Bengaluru: Doctors help 12-year-old conquer Thalassemia

Bengaluru: Twelve-year-old Swarag’s hospital dependency was only increasing with each passing year after he was diagnosed with  Thalassemia major, which is a hereditary blood disorder, where the body’s bone marrow fails to produce adequate amounts of hemoglobin.

 

Swarag, who is from Kerala, came to Manipal hospital with his parents, with hopes of leading a normal life like any other child of his age.

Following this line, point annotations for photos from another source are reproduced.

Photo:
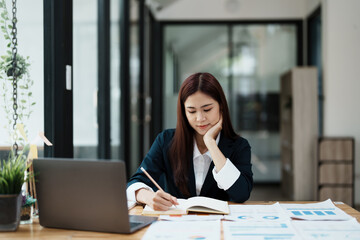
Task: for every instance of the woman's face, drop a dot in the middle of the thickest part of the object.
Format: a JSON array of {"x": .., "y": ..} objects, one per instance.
[{"x": 202, "y": 112}]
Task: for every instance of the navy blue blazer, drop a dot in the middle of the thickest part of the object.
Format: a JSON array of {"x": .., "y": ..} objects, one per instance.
[{"x": 157, "y": 164}]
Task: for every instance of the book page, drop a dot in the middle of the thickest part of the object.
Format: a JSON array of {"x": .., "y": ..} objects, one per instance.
[
  {"x": 196, "y": 204},
  {"x": 205, "y": 204},
  {"x": 209, "y": 230}
]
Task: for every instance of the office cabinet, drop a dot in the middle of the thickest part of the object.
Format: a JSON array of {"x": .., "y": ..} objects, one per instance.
[
  {"x": 299, "y": 133},
  {"x": 336, "y": 169}
]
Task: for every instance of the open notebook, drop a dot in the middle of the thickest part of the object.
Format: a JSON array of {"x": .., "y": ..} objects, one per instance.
[{"x": 194, "y": 204}]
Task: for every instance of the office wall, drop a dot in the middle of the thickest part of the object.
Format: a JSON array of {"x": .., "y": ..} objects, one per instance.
[
  {"x": 341, "y": 54},
  {"x": 232, "y": 9}
]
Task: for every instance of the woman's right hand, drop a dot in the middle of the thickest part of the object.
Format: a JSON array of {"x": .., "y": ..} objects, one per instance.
[{"x": 159, "y": 201}]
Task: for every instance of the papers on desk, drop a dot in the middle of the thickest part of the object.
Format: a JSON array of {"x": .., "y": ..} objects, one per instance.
[
  {"x": 328, "y": 229},
  {"x": 262, "y": 222},
  {"x": 181, "y": 218},
  {"x": 183, "y": 230},
  {"x": 316, "y": 211},
  {"x": 257, "y": 213},
  {"x": 259, "y": 230}
]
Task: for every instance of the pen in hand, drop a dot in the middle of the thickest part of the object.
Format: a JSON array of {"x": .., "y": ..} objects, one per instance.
[{"x": 154, "y": 182}]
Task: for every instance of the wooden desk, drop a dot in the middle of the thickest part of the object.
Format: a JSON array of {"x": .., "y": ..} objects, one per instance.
[{"x": 35, "y": 231}]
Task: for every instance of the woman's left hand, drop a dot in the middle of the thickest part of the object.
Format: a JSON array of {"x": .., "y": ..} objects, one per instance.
[{"x": 212, "y": 133}]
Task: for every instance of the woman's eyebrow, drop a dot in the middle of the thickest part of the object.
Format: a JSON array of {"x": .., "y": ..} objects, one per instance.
[{"x": 206, "y": 105}]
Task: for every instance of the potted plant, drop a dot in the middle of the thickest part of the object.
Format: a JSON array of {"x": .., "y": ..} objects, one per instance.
[
  {"x": 17, "y": 103},
  {"x": 12, "y": 178},
  {"x": 26, "y": 209}
]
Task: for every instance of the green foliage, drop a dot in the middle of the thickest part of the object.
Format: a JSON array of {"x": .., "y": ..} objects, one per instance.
[
  {"x": 24, "y": 83},
  {"x": 12, "y": 173}
]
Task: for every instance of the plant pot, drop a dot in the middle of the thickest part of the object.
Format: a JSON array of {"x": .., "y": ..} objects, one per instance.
[{"x": 10, "y": 206}]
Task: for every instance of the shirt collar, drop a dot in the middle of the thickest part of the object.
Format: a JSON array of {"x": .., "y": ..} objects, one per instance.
[{"x": 197, "y": 153}]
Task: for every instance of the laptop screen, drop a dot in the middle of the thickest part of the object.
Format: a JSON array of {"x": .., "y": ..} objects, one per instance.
[{"x": 82, "y": 194}]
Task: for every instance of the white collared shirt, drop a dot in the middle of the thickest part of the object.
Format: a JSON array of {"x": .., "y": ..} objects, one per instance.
[{"x": 225, "y": 178}]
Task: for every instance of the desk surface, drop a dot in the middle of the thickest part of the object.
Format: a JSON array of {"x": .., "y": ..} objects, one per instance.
[{"x": 35, "y": 231}]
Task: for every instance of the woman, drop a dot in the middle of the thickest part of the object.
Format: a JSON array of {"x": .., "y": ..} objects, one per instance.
[{"x": 202, "y": 156}]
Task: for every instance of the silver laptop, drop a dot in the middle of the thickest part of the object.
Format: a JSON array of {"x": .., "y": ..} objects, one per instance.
[{"x": 84, "y": 195}]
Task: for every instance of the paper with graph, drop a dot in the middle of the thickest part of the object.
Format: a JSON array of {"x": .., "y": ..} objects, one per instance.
[{"x": 270, "y": 213}]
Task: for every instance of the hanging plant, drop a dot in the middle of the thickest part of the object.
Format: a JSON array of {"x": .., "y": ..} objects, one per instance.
[{"x": 24, "y": 96}]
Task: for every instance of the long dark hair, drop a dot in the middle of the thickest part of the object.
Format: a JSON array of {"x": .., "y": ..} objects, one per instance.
[{"x": 182, "y": 145}]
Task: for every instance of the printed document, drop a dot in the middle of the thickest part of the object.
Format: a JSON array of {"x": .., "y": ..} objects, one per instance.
[
  {"x": 259, "y": 230},
  {"x": 325, "y": 210},
  {"x": 328, "y": 229},
  {"x": 209, "y": 230}
]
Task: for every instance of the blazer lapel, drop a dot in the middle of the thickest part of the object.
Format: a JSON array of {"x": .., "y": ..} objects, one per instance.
[
  {"x": 191, "y": 182},
  {"x": 225, "y": 146}
]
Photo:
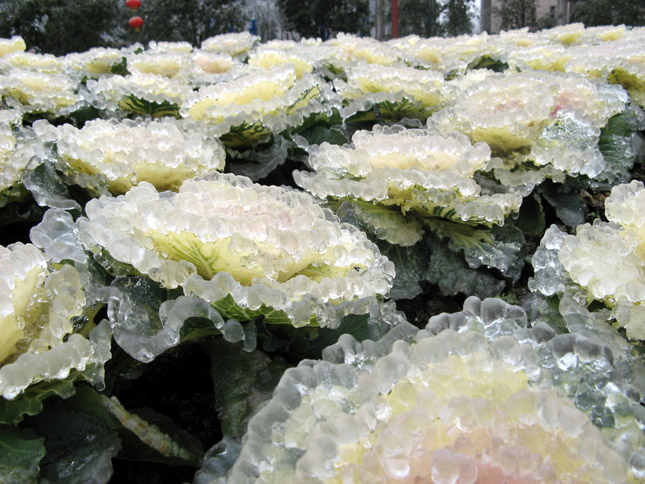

He was diagnosed with Thalassemia Major when he was six-months-old. 

 

“This condition results in severe fall in hemoglobin and needs regular blood transfusions to sustain life. In his case his parents came to us when he was 12-years-old, which is quite late as the preferred age for infants diagnosed with this rare disorder is one-and-a-half years to two years," says Dr Ashish Dixit, Consultant hematologist, Manipal Hospitals, who was his treating surgeon.

 

“Later the age, the more dependency on blood transfusion which can happen monthly, or in 2-3 weeks, depending on the condition. Sadly, as the patient’s age progresses there are more chances of organ failure and also the iron overload gets worse,” adds Dr Ashish, who says that the only option they had was bone marrow transplant procedure. “The only treatment to cure this disease is bone marrow transplantation,” says Dr Ashish. “As a result of frequent transfusions he was detected with unusually high content of Iron in his blood. The excess iron content was removed through tablets given to him,” explains the treating doctor.

 

Luckily for Swaraj, through HAL matching test they found a complete match with his younger sister, who could be a potential donor of Bone Marrow to her elder brother Swaraj. The doctors prepared Swaraj and his sister for the bone marrow transplant procedure. "Swaraj was admitted and initially treated to wash out his defective bone marrow, otherwise known as conditioning the bone marrow. After conditioning, stem cells from his sister were given. He engrafted successfully and started to produce normal hemoglobin,” adds the doctor. “He is well now and has been coming to us for follow-ups for a year,” sums the treating surgeon.